Por Nicolás Águila

“¿A qué hora mataron a Lola?”, te disparan a matar con la primera pregunta. Y luego vienen muchas más por el estilo, como para poner a prueba la memoria nostálgica del cubano exiliado.
     No podían faltar, desde luego, las preguntas capciosas sobre aquellos personajes populares del pasado, reales o no, que aún siguen vivos en el imaginario criollo. A tal punto que en ese cuestionario, además del Caballero de París, acompaña a Lola toda una galería de figuras tan pintorescas como Genaro (que iba directo al suelo cuando lo tumbó la mula), Chacumbele (que él mismito se mató), Bartolo (que era dueño de un divertido platanal) o el Bobo de la Yuca (el que se quería casar). Todos simbólicamente reunidos en la muy habanera Esquina del Pecado (Galiano y San Rafael), a la hora del Cañonazo (nueve de la noche), para que se lo cosan (con un alambre finito) y les quede no tan bonito como seguro.
     Se trata de un peculiar test de cubanía, siempre abierto al aporte de cada cual, que hace años circula por Internet como un cometa con la cola cada vez más larga.

Medio en broma o medio en serio, la idea del supuesto test es comprobar si uno ya se acabó de descubanizar viviendo tantos años lejos de la Isla.
     Al que no sepa responder, por descontado que le dan cero en materia de cubanía y hasta le quitan el sello de criollo de pura cepa que llevaban las cafiroletas de San Fernando de Camarones. Queda descalificado. Suspenso sin apelación. Y para mayor escarnio, lo acusan de haberse tomado la coca-cola del olvido.
     La trampa de esa larga batería de preguntas nostálgicas está en que no examina la cubanidad tanto como la veteranía. Va dirigida a los que pasan de los sesenta años. Lo que significa que no deja de ser una treta de senescentes que ya van renqueando por la tercera edad, entre los cuales me voy contando, dicho sea de paso y de prisa.
     De ahí que, a la pregunta sobre la hora fatídica de Lola, los más veteranos podemos responder en el acto, automáticamente, sin ningún esfuerzo de la memoria. Incluso nos ponemos musicales y cantamos la respuesta sin complejo de desafinar:

                                                      Eran las tres de la tarde
                                                      cuando mataron a Lola
                                                     y dicen los que la vieron
                                                       que agonizando decía:
                                                  “Yo quiero ver a ese hombre
                                                  que me ha arrancado la vida.
                                                    Quiero abrazarlo y besarlo
                                                      para morirme tranquila.”

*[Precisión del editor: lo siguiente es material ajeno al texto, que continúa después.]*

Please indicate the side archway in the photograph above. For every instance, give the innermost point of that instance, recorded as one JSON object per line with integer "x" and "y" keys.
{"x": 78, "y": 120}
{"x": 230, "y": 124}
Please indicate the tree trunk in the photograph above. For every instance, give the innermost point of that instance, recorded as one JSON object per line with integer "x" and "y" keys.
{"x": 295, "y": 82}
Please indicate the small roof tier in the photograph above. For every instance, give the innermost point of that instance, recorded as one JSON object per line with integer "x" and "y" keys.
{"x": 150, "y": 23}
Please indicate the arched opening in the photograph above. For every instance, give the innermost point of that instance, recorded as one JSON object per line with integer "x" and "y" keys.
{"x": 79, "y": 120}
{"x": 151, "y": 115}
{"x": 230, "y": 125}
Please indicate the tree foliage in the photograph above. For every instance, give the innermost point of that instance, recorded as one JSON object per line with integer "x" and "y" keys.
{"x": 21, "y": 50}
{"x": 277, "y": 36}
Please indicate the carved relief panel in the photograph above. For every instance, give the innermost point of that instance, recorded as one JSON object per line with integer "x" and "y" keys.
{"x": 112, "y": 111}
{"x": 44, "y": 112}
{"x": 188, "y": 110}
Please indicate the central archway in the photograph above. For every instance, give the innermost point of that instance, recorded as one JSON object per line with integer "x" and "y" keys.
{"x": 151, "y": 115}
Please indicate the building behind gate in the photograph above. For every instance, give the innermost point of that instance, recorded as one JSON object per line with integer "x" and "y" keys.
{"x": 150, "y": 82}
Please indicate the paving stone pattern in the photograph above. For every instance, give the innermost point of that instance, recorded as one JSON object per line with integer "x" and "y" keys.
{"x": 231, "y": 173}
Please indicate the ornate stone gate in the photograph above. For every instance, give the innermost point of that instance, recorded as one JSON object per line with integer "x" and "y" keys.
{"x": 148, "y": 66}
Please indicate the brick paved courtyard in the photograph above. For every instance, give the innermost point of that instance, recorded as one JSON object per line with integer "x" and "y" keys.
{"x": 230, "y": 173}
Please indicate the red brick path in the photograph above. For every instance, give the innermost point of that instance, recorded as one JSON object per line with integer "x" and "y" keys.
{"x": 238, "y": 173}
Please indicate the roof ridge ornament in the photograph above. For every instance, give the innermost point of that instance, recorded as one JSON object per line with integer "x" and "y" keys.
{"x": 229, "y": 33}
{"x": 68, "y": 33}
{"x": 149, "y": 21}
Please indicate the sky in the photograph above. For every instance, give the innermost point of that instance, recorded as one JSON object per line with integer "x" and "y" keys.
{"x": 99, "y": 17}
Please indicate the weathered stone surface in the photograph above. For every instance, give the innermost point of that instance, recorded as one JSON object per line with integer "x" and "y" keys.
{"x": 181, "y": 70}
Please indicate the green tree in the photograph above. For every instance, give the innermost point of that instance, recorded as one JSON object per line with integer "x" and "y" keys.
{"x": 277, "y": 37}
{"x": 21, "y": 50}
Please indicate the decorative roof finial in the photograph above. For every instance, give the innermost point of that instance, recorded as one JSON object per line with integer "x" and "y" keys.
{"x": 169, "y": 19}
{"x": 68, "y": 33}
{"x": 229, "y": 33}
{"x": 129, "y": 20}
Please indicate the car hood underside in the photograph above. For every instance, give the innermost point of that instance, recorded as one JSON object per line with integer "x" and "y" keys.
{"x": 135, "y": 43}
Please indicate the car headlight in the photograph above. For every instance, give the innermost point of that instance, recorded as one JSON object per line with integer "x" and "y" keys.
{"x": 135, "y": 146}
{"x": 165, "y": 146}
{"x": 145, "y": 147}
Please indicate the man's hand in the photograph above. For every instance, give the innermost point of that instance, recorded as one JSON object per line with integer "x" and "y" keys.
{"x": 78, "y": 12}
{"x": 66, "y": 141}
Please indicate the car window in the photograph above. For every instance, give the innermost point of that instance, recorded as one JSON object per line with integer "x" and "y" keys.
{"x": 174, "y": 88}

     La hora se la sabe cualquiera que haya vivido lo bastante para sabérsela. Lo que nadie conoce es la fecha o la escena del crimen, ni el arma homicida o la identidad del asesino. Algunos aseguran que a Lola la mató un amante despechado —un médico convertido en matarife por culpa de los celos— cuando la vio paseándose con otro por el Malecón. Pero ese dato no parece estar documentado en absoluto. Debe de haberse añadido a posteriori, quizás con la idea de embellecer el currículum sentimental de la occisa.
     Según la letra de la canción, a Lola la muerte le supo a panetela. Dejó este mundo como una hembra feliz y plenamente realizada. Aguantona hasta el último suspiro, mientras agonizaba lo único que deseaba era besar a su amante homicida. Y bastó con el morbo masoquista de esa estampa de amor a prueba de puñaladas (o de disparos a quemarropa, quién sabe) para que la anécdota pasara de una generación a otra y prendiera en el anecdotario del pueblo cubano, primero como dicharacho a lo Grau San Martín y después en forma de pregunta para un cuestionable test de cubanía.
     La muerte de Lola se consideraba antiguamente un crimen pasional y hoy clasificaría como violencia de género, que es otra cursilada igual aunque más políticamente correcta. Pero, en último análisis, todo se nos queda en una melodía pegajosa con empaque de crónica roja que mantuvo durante tiempo altas cotas de popularidad.
     La Macorina y Pato Macho también fueron inmortalizados musicalmente y elevados a la categoría de mitos nacionales. Pero estos dos personajes, si se les quita el retoque de la leyenda, se nos muestran como individuos reales atrapados en las coordenadas de su tiempo. Más allá del impacto de su consagración en el cancionero cubano, los dos fueron seres de carne y hueso sobre los cuales existen noticias y referencias.
     Lola es una incógnita envuelta en el misterio. Es la víctima complaciente o la heroína tinta en sangre, según se mire, de un relato que comienza como termina: con una muerte trágica y a la vez feliz cuando en todos los relojes de La Habana daban las tres en punto de la tarde.

(*) Originalmente publicado en la Revista Hispano-Cubana (N. del A.)